En el vertiginoso mundo del emprendimiento actual, pocas figuras brillan con tanto esplendor como Paty J. González, fundadora de «Eco Aventura». Reconocida como una pionera del ecoturismo en Sudamérica, Paty ha construido un camino inspirador que demuestra que una idea sencilla puede convertirse en un movimiento transformador. Su dedicación a la sostenibilidad y su búsqueda de una conexión auténtica con la naturaleza han inaugurado una nueva era en el turismo responsable, convirtiéndose en un modelo a seguir para quienes aspiran a dejar su huella en el panorama empresarial.
Originaria de una pequeña localidad del sur de Chile, Paty J. González creció rodeada de una biodiversidad única que alimentó su fascinación por el medio ambiente. Desde joven, el compromiso con la conservación natural se convirtió en una parte fundamental de su vida, llevándola a estudiar biología. Esta interacción constante con la riqueza natural de su entorno la inspiró a emprender un camino que no solo generara un negocio, sino que también fomentara la preservación del patrimonio natural chileno, sentando las bases de su futura empresa.
Tras finalizar sus estudios, Paty trabajó en una agencia de turismo local donde identificó la urgencia de una oferta más sostenible dentro del sector turístico. En 2015, armada de coraje y poco capital, fundó «Eco Aventura», que inicialmente ofrecía visitas guiadas en hermosos parajes naturales. Su propuesta, aunque sencilla, fue poderosa: conectar a las personas con el entorno de tal manera que se sintieran motivadas a cuidarlo. Los primeros años fueron retadores y llenos de incertidumbre, pero su pasión por la conservación ambiental la impulso a seguir adelante, aun cuando el camino era difícil.
Paty enfrentó numerosos obstáculos en su trayectoria, siendo uno de los más significativos el escepticismo hacia el ecoturismo. Muchos dudaban de que un modelo de negocio centrado en la sostenibilidad pudiera ser rentable, enfrentándose además a la competencia de grandes agencias turísticas. En medio de las dudas, Paty enfocó su energía en fundamentar su misión y diseñó estrategias innovadoras para destacar en un mercado saturado. Esta perseverancia demostró ser clave para ganar la confianza de sus primeros clientes.
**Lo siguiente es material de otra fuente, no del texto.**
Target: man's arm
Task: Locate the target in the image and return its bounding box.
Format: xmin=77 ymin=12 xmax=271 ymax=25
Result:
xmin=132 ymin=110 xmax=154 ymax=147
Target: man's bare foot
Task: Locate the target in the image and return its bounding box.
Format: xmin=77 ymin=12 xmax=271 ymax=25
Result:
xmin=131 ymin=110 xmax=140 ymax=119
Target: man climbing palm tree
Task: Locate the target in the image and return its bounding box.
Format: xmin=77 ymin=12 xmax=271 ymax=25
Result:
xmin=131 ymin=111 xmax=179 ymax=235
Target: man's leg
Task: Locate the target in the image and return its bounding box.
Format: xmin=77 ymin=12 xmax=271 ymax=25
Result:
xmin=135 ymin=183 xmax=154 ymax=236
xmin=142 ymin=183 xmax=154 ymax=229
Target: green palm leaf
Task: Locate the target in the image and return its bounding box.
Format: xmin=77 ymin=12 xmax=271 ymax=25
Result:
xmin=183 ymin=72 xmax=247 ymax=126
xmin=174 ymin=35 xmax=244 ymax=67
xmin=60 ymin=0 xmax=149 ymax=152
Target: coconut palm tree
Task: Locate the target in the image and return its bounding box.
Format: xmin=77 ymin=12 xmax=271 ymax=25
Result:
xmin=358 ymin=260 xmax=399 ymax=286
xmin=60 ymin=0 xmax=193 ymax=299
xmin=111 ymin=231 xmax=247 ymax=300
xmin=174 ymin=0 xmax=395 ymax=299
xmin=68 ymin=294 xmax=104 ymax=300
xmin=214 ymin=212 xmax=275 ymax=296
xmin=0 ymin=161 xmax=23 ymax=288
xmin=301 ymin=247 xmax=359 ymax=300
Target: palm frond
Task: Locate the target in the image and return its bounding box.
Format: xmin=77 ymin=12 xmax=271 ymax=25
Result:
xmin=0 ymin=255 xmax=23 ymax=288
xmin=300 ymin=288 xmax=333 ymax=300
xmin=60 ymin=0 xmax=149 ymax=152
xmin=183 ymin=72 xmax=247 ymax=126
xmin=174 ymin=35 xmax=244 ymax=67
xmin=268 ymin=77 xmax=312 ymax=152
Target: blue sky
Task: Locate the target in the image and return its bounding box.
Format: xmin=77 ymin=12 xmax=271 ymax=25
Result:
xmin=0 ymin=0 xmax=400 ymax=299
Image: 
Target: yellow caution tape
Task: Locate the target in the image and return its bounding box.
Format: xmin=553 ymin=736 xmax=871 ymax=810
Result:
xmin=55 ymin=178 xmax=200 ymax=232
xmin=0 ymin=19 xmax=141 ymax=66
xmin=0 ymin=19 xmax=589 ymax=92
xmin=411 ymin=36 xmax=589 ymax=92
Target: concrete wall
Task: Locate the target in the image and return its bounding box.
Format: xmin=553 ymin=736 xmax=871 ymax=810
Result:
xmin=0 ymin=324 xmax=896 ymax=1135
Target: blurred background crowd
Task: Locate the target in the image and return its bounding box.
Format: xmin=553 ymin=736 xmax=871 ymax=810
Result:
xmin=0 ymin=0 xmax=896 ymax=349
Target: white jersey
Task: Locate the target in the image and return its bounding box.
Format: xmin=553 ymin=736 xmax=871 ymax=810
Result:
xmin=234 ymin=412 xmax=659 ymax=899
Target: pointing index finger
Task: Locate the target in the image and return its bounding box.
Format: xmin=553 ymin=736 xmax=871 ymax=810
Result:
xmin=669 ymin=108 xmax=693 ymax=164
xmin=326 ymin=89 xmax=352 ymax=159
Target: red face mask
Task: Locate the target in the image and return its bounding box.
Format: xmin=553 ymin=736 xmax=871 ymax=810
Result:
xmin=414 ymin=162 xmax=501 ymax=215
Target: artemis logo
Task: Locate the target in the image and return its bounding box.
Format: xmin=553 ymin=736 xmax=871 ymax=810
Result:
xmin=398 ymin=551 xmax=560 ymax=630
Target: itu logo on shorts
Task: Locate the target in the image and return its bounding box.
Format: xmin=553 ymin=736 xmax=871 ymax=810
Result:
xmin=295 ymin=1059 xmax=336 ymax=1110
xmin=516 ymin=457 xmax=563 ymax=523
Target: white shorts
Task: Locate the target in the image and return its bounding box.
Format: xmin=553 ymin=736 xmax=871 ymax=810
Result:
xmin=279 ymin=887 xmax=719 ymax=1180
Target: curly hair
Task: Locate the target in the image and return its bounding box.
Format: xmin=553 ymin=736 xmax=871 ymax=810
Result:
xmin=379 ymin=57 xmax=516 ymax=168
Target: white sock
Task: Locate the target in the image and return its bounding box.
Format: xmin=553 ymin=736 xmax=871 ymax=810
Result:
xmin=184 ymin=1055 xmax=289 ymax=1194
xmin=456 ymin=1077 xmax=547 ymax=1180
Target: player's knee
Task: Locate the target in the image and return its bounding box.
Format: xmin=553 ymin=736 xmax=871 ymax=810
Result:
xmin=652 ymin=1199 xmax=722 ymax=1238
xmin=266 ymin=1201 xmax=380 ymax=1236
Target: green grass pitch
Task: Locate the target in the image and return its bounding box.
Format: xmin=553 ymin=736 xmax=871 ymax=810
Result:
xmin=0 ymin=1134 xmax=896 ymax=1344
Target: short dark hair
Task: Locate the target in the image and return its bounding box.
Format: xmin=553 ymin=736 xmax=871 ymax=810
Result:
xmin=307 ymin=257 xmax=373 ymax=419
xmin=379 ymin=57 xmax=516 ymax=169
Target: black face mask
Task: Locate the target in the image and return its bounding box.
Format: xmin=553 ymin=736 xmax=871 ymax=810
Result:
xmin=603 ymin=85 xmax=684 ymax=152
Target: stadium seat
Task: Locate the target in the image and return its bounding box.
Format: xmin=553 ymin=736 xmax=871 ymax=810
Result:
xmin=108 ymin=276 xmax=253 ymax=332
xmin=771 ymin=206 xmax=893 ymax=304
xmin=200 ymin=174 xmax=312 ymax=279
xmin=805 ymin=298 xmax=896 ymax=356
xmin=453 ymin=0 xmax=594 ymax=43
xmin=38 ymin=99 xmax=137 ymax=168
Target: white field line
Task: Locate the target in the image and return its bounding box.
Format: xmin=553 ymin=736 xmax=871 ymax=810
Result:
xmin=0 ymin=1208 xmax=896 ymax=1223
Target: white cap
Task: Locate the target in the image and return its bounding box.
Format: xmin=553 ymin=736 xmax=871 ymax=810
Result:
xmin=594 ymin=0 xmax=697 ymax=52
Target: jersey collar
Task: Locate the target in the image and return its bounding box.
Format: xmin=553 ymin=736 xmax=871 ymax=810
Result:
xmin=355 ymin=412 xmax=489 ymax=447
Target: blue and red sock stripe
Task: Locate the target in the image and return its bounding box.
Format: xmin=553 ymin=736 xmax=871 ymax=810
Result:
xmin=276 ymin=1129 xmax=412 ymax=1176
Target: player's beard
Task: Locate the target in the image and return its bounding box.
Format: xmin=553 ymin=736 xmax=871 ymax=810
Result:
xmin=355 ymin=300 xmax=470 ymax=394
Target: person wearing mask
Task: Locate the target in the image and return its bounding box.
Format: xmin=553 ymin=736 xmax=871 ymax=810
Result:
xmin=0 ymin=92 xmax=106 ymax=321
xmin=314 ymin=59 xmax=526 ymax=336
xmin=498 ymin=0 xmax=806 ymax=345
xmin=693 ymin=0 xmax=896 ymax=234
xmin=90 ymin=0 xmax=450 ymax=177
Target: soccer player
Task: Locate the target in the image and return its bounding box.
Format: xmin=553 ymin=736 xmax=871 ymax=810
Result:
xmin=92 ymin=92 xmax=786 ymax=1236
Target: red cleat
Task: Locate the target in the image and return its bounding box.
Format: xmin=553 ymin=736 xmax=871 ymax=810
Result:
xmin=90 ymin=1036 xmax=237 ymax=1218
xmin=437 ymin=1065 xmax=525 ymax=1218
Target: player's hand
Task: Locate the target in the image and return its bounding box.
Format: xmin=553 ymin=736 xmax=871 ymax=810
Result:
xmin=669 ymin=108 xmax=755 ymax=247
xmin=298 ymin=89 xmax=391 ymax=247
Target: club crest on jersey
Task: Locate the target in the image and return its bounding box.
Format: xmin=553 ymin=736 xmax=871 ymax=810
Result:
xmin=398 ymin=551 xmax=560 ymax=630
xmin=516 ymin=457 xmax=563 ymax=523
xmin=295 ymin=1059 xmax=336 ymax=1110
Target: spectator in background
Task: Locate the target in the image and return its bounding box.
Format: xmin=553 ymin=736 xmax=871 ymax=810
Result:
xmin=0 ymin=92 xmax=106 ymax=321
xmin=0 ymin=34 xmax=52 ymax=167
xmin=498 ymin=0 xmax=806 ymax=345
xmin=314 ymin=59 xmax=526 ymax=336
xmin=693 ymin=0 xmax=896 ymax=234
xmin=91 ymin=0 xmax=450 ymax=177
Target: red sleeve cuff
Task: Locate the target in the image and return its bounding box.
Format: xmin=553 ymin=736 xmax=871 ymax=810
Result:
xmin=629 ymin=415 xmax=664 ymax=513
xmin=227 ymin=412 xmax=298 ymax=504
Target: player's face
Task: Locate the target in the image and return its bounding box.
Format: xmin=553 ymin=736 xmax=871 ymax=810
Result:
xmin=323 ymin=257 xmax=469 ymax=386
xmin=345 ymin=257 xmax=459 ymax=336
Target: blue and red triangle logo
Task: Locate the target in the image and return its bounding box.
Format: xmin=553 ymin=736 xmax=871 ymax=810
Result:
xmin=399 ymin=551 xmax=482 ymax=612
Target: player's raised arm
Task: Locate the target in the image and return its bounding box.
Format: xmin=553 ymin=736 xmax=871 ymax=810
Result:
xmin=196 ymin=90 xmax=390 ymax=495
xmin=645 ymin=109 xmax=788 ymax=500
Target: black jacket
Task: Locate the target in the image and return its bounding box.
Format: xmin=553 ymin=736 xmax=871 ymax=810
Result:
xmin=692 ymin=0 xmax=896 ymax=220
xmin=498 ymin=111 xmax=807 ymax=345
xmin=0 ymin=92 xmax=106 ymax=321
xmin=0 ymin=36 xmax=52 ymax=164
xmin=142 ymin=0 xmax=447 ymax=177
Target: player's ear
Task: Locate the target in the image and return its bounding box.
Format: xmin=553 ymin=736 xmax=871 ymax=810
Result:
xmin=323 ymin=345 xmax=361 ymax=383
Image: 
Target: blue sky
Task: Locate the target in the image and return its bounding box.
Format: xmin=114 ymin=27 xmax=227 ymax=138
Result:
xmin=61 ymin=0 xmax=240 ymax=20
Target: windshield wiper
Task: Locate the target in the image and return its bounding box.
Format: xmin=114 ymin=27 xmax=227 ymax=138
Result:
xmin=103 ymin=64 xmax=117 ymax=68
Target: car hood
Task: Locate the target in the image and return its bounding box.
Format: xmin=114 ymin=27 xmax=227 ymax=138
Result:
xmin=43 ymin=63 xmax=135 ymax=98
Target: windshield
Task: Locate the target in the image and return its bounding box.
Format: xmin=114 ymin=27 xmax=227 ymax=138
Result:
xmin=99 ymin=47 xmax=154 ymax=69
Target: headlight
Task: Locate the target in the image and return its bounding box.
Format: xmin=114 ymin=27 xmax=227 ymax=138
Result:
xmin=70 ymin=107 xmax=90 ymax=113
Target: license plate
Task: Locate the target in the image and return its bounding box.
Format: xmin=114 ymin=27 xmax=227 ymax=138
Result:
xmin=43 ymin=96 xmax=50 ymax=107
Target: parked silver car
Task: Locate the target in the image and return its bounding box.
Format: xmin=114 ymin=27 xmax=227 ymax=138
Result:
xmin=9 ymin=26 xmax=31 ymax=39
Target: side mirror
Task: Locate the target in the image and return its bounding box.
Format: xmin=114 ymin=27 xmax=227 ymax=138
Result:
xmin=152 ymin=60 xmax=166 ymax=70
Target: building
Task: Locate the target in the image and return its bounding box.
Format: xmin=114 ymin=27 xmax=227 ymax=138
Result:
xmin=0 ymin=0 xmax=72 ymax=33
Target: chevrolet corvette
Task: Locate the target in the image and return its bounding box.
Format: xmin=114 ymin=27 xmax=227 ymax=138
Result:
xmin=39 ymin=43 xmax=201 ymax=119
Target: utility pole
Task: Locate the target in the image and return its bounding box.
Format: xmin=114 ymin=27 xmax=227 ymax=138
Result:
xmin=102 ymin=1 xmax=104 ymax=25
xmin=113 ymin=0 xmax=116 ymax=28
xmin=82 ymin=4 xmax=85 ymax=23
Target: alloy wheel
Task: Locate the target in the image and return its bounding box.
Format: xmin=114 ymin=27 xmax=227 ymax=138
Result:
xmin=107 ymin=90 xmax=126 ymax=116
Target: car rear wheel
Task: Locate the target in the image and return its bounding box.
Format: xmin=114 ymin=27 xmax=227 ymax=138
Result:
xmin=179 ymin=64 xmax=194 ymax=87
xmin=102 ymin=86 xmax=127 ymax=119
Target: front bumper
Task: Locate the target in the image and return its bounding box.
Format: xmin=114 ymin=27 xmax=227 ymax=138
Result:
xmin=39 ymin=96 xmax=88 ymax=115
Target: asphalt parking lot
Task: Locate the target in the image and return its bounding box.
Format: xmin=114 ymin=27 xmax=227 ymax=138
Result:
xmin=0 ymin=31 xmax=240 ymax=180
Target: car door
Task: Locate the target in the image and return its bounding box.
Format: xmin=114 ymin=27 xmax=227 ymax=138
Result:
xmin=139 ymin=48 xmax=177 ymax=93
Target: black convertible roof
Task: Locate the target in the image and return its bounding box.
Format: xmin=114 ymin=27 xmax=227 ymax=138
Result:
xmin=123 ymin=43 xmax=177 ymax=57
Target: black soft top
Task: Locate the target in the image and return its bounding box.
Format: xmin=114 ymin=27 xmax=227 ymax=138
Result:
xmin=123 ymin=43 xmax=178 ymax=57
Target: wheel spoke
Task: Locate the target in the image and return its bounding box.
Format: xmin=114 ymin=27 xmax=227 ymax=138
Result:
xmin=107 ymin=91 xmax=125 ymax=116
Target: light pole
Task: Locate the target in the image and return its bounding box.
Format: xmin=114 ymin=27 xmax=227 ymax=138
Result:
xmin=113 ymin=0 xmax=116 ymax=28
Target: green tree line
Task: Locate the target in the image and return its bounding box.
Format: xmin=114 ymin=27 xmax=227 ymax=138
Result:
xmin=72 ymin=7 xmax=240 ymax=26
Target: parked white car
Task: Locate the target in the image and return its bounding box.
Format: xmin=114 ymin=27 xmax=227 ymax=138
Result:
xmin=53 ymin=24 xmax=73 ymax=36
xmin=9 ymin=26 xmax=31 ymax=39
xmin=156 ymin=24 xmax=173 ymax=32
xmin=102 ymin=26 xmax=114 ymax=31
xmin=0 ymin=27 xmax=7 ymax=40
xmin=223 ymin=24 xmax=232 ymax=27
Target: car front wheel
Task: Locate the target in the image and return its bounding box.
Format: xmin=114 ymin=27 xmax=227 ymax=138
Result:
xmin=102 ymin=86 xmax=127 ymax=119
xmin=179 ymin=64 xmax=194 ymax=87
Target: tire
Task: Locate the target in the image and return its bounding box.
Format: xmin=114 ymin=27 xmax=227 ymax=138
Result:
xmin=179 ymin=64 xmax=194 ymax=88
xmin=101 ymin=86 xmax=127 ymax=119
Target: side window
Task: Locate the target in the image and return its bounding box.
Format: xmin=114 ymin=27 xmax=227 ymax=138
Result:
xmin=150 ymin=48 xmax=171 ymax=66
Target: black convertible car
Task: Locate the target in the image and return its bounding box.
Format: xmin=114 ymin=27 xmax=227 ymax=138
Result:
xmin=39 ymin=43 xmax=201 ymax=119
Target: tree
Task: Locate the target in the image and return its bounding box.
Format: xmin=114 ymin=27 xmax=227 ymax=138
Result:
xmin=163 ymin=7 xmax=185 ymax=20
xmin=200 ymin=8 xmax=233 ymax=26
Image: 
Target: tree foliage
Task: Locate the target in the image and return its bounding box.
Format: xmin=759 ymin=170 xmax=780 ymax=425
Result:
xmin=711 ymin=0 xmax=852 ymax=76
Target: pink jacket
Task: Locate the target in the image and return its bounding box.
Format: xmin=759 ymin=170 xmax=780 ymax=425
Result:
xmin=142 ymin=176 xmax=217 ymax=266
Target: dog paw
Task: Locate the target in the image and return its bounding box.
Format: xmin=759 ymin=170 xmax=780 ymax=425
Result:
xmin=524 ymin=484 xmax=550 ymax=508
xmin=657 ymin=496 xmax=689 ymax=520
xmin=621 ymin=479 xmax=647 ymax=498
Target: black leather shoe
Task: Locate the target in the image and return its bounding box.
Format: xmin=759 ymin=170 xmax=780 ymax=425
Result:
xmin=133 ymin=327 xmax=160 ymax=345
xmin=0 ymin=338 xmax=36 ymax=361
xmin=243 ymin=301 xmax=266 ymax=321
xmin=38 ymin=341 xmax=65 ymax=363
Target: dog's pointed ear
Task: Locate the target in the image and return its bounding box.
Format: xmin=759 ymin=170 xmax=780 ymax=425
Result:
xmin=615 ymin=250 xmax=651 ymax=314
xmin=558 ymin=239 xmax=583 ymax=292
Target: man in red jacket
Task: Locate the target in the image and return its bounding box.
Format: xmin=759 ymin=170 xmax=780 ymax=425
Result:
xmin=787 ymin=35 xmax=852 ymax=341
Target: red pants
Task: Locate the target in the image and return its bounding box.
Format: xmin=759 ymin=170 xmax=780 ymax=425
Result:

El verdadero giro en la historia de «Eco Aventura» llegó con la decisión de colaborar con comunidades locales, implementando un modelo de negocio que beneficiaba tanto a turistas como a residentes de las áreas naturales. Esta sinergia no solo enriqueció las experiencias ofrecidas a los visitantes, sino que construyó una sólida red de apoyo entre los lugareños. Gracias a esta estrategia, la empresa de Paty comenzó a crecer desmesuradamente, integrándose a la economía local y creando un impacto positivo en la vida de quienes la rodean.